BY Automation Machine
Headquartered in Winston-Salem, North Carolina, TW Garner Food Company is famous for its Texas Pete® Hot Sauce, the #3 brand of hot sauce in the United States. Founded in 1929 as a maker of barbecue sauce, the company now sells a full line of hot sauces, wing sauces, and seafood sauce under the Texas Pete® brand, as well as CHA! by Texas Pete® sriracha sauce, and salsa and tortilla strips under the Green Mountain Gringo® brand. TW products are sold in supermarkets, military commissaries, convenience stores, and restaurants throughout the United States. The company is now in its fourth generation of family ownership.

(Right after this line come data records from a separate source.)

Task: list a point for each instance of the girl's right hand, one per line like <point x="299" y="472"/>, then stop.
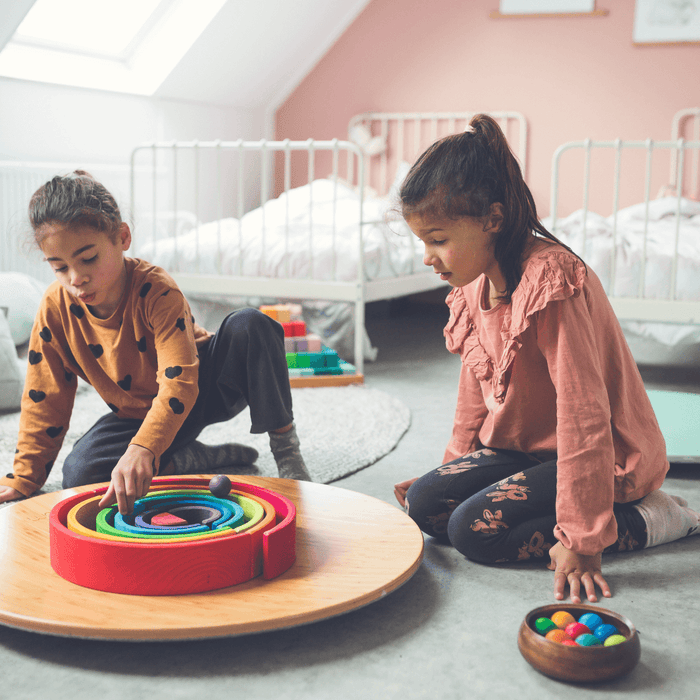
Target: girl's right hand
<point x="400" y="491"/>
<point x="7" y="493"/>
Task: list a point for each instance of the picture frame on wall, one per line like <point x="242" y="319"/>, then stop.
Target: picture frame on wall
<point x="539" y="7"/>
<point x="666" y="21"/>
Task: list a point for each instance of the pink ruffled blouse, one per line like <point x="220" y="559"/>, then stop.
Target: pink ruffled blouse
<point x="552" y="372"/>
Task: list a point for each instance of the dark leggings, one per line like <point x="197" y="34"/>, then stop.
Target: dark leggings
<point x="243" y="364"/>
<point x="500" y="506"/>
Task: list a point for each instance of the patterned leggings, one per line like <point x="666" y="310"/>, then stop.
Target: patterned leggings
<point x="499" y="506"/>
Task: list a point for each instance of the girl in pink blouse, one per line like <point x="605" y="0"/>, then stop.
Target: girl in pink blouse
<point x="555" y="446"/>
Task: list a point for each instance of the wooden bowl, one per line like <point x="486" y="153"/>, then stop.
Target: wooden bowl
<point x="579" y="664"/>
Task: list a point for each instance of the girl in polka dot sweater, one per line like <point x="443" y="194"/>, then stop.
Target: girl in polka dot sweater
<point x="124" y="326"/>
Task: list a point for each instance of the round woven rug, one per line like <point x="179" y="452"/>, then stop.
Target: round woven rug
<point x="341" y="430"/>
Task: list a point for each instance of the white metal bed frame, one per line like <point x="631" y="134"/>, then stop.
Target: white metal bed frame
<point x="359" y="171"/>
<point x="671" y="310"/>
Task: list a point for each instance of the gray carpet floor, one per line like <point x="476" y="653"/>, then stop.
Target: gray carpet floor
<point x="449" y="632"/>
<point x="341" y="430"/>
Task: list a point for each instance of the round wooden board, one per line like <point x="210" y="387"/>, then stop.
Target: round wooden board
<point x="352" y="549"/>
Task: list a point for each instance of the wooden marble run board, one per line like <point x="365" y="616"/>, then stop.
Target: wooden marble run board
<point x="349" y="550"/>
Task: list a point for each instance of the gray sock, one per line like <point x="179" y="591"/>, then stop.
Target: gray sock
<point x="198" y="458"/>
<point x="287" y="454"/>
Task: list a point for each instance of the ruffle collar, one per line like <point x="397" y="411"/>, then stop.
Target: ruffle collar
<point x="550" y="274"/>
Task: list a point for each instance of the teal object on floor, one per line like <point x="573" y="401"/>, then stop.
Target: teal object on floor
<point x="678" y="414"/>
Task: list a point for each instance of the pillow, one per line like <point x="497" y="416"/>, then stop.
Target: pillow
<point x="21" y="295"/>
<point x="11" y="379"/>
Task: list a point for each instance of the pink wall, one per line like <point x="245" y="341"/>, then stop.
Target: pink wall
<point x="572" y="78"/>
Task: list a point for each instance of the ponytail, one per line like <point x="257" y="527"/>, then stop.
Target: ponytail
<point x="463" y="175"/>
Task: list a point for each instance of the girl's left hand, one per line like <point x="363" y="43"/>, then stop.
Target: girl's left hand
<point x="576" y="569"/>
<point x="131" y="479"/>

REDESIGNING A BOTTLE ISN’T SO SIMPLE
TW Garner has always been open to feedback from their customers. One improvement that had been on their radar for some time was to enlarge the opening on all bottle sizes (6 oz., 12 oz., 32 oz.) to a 28mm opening so the product flowed out faster, something their customers in the culinary industry had been requesting for a while.
This format change, though, required new equipment. TW Garner had just expanded outside their current facility for storage and distribution, so they were not keen on requiring more space for new equipment. At the same time, they wanted to expand their capacity: fill more bottles but not require extra space. Eddie Martin, Controls Engineer and Automation Specialist at TW Garner, also desired increased automation, because the company had reached their automation threshold.
That list of challenges was already tough to overcome, but there was one more: TW Garner didn’t have the new bottles yet, a requirement for designing new production line equipment.
“That is not the way you want to do a project,” Gerald Lambert, Executive VP for Operations, says.
NO BOTTLES? NO PROBLEM
The Project Manager for Premier Tech Chronos took this all in stride, so much so, in fact, that Lambert didn’t feel like he was shouldering the entire project himself.
Despite the lack of a physical product (the bottles didn’t arrive until two or three months into the development phase), Premier Tech Chronos used drawings and concepts TW Garner had provided to design the equipment.
As a starting point, one palletizer was installed on a small packaging line. “That went over really well,” says Lambert, “with minimal issues. The technology was easy to work with.”After the success of the first robot, TW Garner installed four more on a different line: two robotic depalletizers, one robotic tray packer, and one robotic palletizer.